The strengths of this study include its prospective cohort design, a large number of deaths during a long follow-up time with sufficient statistical power, multiple adjustments for relevant confounders, and evaluation of an Asian population. The limitations of this study warrant discussion. First, we used an FFQ with only 33 food items to identify intakes of antioxidants, and we used death certificates to define events. The validity of FFQ for intakes of antioxidant vitamins with diet record was not high, and we did not have data about vitamin E and carotene in the validation study.[22] However, the diet misclassification would attenuate findings toward the null in this study, since it is unlikely to be related to the baseline intakes of antioxidant vitamins. Second, the exclusion of missing dietary information may affect generalizability, although it may not greatly affect the significant findings in this study.[22] Third, the possibility of other confounding by unmeasured or incompletely adjusted all-cause mortality risk factors also applies to this study, including the residual confounding by smoking.[25],[36] Fourth, because we only conducted a FFQ survey for baseline dietary intake, changes in vitamin intakes over time were not accessed to examine temporal aspects.[27]

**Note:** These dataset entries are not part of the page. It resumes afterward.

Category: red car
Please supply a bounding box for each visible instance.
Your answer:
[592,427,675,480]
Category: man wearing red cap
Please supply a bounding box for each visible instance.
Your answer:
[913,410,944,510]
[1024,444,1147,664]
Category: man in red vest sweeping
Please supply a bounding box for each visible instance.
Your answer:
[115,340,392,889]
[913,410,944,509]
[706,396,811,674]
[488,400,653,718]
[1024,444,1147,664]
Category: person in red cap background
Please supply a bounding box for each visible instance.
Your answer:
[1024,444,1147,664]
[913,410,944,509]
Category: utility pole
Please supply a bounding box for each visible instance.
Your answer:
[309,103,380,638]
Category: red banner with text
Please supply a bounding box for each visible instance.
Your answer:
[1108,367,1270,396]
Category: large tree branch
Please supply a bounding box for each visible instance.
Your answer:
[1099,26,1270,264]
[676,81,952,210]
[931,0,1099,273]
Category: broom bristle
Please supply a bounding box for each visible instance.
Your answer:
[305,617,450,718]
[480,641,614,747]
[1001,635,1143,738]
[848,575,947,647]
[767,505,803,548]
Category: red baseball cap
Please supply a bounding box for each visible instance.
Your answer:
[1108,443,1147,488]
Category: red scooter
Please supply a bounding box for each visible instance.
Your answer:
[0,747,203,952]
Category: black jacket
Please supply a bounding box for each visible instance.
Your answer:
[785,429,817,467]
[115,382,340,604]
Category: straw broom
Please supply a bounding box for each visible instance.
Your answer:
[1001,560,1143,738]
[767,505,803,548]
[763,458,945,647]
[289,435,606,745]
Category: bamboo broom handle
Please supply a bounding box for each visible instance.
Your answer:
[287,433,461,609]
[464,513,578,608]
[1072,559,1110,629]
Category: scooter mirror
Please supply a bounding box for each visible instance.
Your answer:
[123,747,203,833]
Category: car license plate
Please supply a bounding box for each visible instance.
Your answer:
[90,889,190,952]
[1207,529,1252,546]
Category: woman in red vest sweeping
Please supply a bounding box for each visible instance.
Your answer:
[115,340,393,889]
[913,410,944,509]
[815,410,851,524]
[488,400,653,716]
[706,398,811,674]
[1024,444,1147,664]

Results of this study suggest that dietary intakes of vitamin C, vitamin E, β-carotene, and β-cryptoxanthin were inversely associated with all-cause mortality in Japanese women. These findings are consistent with the notion that intake of fruits and vegetables that are rich in dietary antioxidant micronutrients may be independently or jointly protective against all-cause mortality, particularly in female nonsmokers. Further studies on modified effects from lifestyle factors on the nutrient-mortality relationship are needed.